Eva Scherz, Verhandlerin für die Gewerkschaft GPA, sagt: „Die
öffentliche Hand kauft die Leistungen der Sozialwirtschaftsträger
ein, wie zum Teil auch Klientinnen und Klienten für diese Leistungen
bezahlen. Auch in anderen Branchen kauft die öffentliche Hand
Dienstleistungen oder Güter ein, käme aber wohl kaum auf die Idee am
Gehaltsverhandlungstisch für die Beschäftigten sitzen zu wollen. Die
Politik tut gut daran, sich aus kollektivvertraglichen Verhandlungen
herauszuhalten. Zurufe von der Seitenlinie wie jene von Mattle sind
mehr als entbehrlich. Der Landeshauptmann soll eine ausreichende
Finanzierung für die Pflege und Betreuung der Bevölkerung
sicherstellen anstatt sich an den Beschäftigten abzuputzen, die jeden
Tag Höchstleistungen erbringen.
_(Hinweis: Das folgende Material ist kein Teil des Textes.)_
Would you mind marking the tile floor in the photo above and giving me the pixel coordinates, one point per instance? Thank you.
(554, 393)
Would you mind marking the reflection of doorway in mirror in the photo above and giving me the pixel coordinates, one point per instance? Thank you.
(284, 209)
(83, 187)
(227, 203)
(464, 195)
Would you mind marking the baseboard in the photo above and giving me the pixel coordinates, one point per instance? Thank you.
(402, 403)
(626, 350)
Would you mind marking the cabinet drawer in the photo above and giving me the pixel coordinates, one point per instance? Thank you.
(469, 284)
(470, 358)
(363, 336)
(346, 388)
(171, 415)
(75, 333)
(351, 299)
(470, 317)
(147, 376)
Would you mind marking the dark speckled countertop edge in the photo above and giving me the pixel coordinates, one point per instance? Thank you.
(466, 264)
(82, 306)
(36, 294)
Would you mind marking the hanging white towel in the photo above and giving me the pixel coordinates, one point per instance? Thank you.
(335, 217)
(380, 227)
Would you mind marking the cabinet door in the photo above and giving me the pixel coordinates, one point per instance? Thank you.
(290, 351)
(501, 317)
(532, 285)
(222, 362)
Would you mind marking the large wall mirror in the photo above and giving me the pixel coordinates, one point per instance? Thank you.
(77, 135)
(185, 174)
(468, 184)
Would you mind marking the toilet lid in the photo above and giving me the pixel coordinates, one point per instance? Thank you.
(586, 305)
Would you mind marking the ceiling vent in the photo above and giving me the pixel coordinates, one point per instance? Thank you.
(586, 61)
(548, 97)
Wie kommen Pflegekräfte dazu, sich
von einem Landeshauptmann ausrichten zu lassen, sie würden zu viel
verdienen?“

„Das österreichische System der Lohnfindung funktioniert nicht
zuletzt deshalb sehr gut, weil sich Arbeitnehmer und Arbeitgeber
gegenübersitzen und bei ihren Verhandlungen nicht auf das Wechseln
politischen Kleingelds Rücksicht nehmen müssen. Die Politik hat
eigentlich die Aufgabe, die Versorgung der Bevölkerung
sicherzustellen. Anstatt etwas gegen den Pflegekräftemangel zu tun,
will Landeshauptmann Mattle etwas gegen die
Kollektivvertragsautonomie tun. Das ist eine klassische
Themenverfehlung. Wir werden uns als Gewerkschaften weiterhin für
eine faire Lohnentwicklung einsetzen.“, sagt Michaela Guglberger,
Verhandlerin für die vida.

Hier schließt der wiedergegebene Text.